Title: Exploiting the SAT/SMT Revolution for Automated Software Verification

Speaker: Lucas Cordeiro    (bio) (bio)

Lucas Cordeiro is a Reader in the Department of Computer Science at the University of Manchester (UoM), where he leads the Systems and Software Security (S3) Research Group. Dr. Cordeiro is the Arm Centre of Excellence Director at UoM; he also leads the Trusted Digital Systems cluster at the Centre for Digital Trust and Society. He is also affiliated with the Formal Methods Group at UoM. Dr. Cordeiro has implemented various tools used to verify safety and security properties in significant industrial programs written in Java, C/C++, and CUDA. Among those are ESBMC, an SMT-based model checker for C/C++/Qt and CUDA, and JBMC, a SAT-based model checker for Java bytecode. In the last ten years, he also won 28 awards from international software verification and testing competitions held as part of ETAPS at TACAS 2012-2021 and FASE 2020-2021. Dr. Cordeiro's industrial research collaborators include Samsung, Nokia, Motorola, TP Vision, Intel, and ARM. His tools have been applied to find real security vulnerabilities in large-scale software systems.
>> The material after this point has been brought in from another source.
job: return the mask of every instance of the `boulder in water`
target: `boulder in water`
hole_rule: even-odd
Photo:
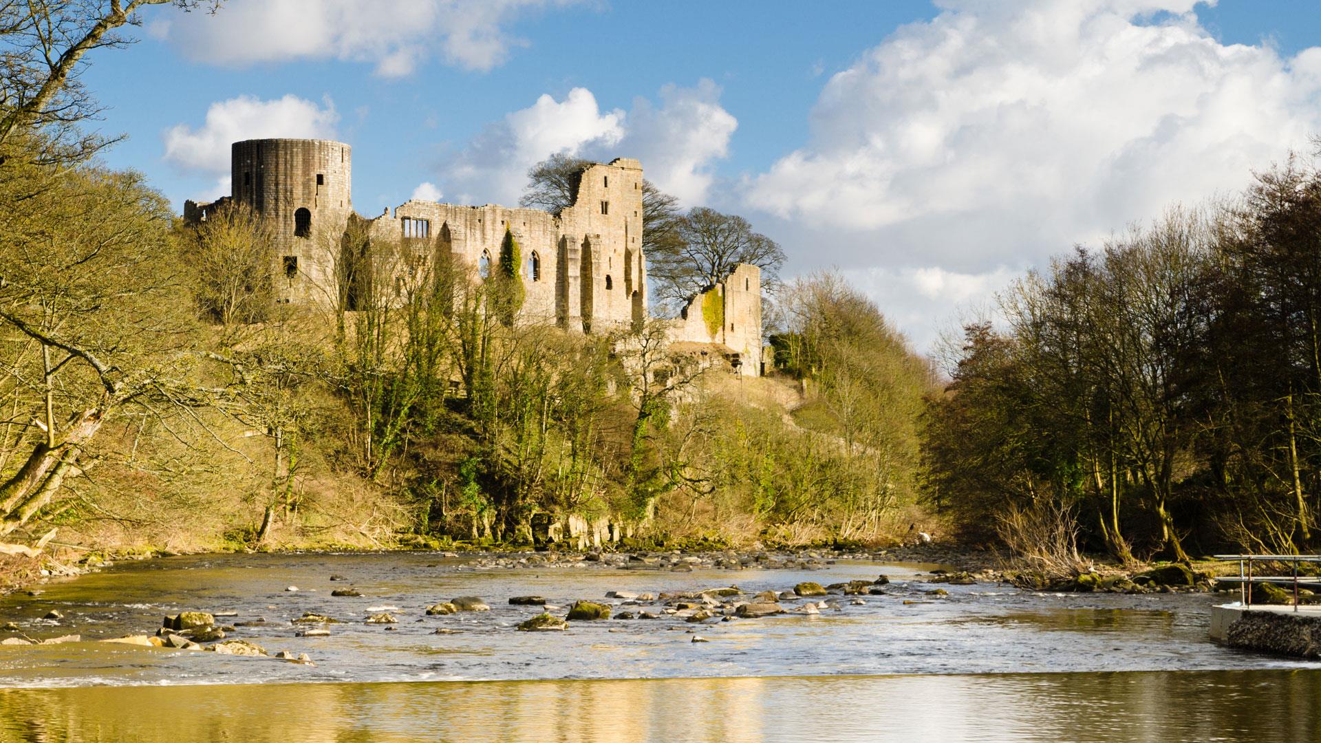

He has a proven track record of securing research funding from Samsung, Nokia Institute of Technology, Motorola, CAPES, CNPq, FAPEAM, British Council, EPSRC, and Royal Society. He leads one large EPSRC project concerning verifiable and explainable secure AI. He is Co-I on three others about software security and automated reasoning, with a portfolio of approximately 5.4m GBP.

When: Tuesday, 02 November 2021 at 1900 hrs (IST)    

Abstract:
In the last three decades, Boolean Satisfiability (SAT) solvers, used as the backend of various verification engines, experienced a dramatic performance revolution. SAT solvers can now check formulas that contain millions of propositional variables. In Satisfiability Modulo Theories (SMT) solvers, predicates from various theories are not encoded using propositional variables as in SAT but remain in the problem formulation. Thus, SMT solvers can be used as backends for solving the generated verification conditions to cope with increasing software complexity. This talk will overview automated software verification techniques that rely on sophisticated SMT solvers built over efficient SAT solvers. I will discuss challenges, problems, and recent advances to ensure safety and security in embedded systems. I will describe novel algorithms that exploit explicit-state and symbolic model checking for verifying single- and multi-threaded software using SMT solvers. These algorithms were the first to verify multi-threaded C/Posix software based on shared-memory synchronization and communication symbolically. These algorithms are implemented in software verification tools, now considered state-of-the-art in the software testing and verification community, receiving 28 medals at SV-COMP and Test-COMP. This achievement enabled industrial research collaborations with Intel and Nokia. Software engineers applied these tools to find real security vulnerabilities in large-scale software systems (e.g., memory safety in firmware for Intel and arithmetic overflow in telecommunication software for Nokia, neither of which had been found before). Both were fixed after being confirmed business-critical.